Group disability insurance that may be offered to you by your employer or another group is usually much less expensive than coverage you can buy directly on the individual market.  But there are differences between employer/group disability insurance and individual disability insurance that you should know about. We review some of those differences below.

Also, if you are covered by a group disability income insurance policy, you should review it to see if the coverage meets your needs. You may want to consider supplementing your group coverage with individual coverage; or, if you don't have disability income insurance through an employer or another group, you may want to consider buying an individual disability income insurance policy to make sure you have income, if you become disabled. 

  1. Cancellation and Portability
    • Individual Coverage: Individual policies are typically guaranteed renewable and/or non-cancellable, which means they will continue unless you do not pay the premiums or cancel the policy yourself.
    • Group Coverage: Keep in mind that disability coverage can be cancelled by an employer. You may be able to take the coverage with you if your employment is terminated, as long as the group policy has a conversion and/or a portability provision.
  2. Exclusions
    • Individual Coverage:  There will be exclusions in an individual policy, but for the most part they will only relate to any pre-existing conditions you have personally.
    • Group Coverage:  A group policy will most likely have more exclusions.
  3. Benefits/Options
    • Individual Coverage: An individual disability insurance policy will offer you a wide range of choices.
    • Group Coverage:  A group policy will provide whatever the employer chooses for benefits/options.
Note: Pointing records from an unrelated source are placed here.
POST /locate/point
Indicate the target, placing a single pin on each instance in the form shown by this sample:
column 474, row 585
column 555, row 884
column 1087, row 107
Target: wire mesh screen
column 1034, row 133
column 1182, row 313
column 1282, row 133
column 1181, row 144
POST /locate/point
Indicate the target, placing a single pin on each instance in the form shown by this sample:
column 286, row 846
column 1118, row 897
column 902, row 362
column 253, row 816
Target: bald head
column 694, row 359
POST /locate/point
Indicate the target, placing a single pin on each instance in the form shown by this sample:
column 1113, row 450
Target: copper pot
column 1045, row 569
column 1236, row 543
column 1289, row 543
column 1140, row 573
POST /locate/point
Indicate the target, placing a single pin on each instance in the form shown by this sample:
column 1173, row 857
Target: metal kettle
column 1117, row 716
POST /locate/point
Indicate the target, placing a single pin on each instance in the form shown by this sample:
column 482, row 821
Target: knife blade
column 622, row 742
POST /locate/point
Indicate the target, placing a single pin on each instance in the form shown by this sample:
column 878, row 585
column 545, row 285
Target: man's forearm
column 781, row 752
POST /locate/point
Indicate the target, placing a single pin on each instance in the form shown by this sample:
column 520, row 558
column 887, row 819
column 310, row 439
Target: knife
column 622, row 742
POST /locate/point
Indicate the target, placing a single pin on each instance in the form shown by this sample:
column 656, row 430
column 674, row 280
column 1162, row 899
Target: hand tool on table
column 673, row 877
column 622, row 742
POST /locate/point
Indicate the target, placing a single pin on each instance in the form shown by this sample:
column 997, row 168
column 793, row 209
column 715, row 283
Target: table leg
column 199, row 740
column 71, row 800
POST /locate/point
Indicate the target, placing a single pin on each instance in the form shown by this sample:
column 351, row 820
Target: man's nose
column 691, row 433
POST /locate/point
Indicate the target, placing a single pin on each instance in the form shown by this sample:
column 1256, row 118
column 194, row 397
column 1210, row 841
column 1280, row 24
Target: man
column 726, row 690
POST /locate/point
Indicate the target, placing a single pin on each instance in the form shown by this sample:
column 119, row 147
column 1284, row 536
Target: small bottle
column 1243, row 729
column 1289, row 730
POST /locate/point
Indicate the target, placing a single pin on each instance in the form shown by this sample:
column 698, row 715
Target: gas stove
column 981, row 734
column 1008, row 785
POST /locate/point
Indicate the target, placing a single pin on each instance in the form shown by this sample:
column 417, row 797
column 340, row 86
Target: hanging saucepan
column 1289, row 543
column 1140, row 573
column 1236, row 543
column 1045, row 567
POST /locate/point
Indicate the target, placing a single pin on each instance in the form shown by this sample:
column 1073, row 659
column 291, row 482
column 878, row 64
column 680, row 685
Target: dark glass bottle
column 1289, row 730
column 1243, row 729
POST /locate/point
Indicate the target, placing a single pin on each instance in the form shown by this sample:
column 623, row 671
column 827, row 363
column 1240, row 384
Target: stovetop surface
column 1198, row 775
While it's possible that your employer's group plan offers all of the features you want, the individual plan will give you more control and typically more choices.
  4. Definition of Disability
    • Individual Coverage:  Individual policies typically will offer the most beneficial definition of own occupation which will cover you under the widest range of circumstances.
    • Group Coverage: Group policies typically have two definitions of disability. The first definition of disability is referred to as "Own Occ", which is tied to the performance of your own type of occupation found in the workforce, not the specific duties you have with your employer. After a period of time, normally 24 months, the disability definition will change to "Any Occ", which means that in order to qualify for continued benefits, you must be unable to perform the duties of any occupation you are suited for, based on your training, education, and experience.
  5. Benefit Levels and Periods
    • Individual Coverage:  
      • Benefits under an individual policy can potentially be paid for the remainder of your life.
      • An individual disability insurance policy is more likely to provide you with the fewest gaps in coverage and offer higher monthly benefit limits.
      • Riders can be purchased for cost of living adjustments and future benefit increases.
      • Benefits will not be reduced by other income received during the claim (e.g., Social Security).
      • Individual policies are more generous and can include various income sources to determine the highest benefit amount you can purchase.
      • If you purchase an individual policy with a set benefit amount, you do not have to document your income at time of claim.
      • Always seek advice from your tax professional.
    • Group Coverage
      • The Maximum Benefit Period under a group policy is typically to age 65.
      • Group policies may only cover short-term disabilities up to 6 months or they may include long-term coverage but at a small percentage of your normal income.
      • Group policy benefits are reduced by other income received, such as Social Security, retirement benefits, sick leave, etc. The reduced disability benefit combined with the other income received by the claimant is intended to achieve the percentage of pre-disability income stated in the policy. The policy may include a minimum benefit.
      • Group disability coverage is tied to your W-2 income or base salary. Benefits, bonuses, commissions, retirement plan contributions and incentives are typically not included when calculating benefits.
  6. Medical Exams/Underwriting
    • Individual Coverage:  Individual disability policies usually require that you have a medical exam. Whether you are granted a policy, which exclusions apply, and the cost of the policy all rely on the outcome of the exam.
    • Group Coverage:  Group disability insurance will typically be offered without any medical exam or other proof of health if the employee applies for coverage within 30 days of being hired.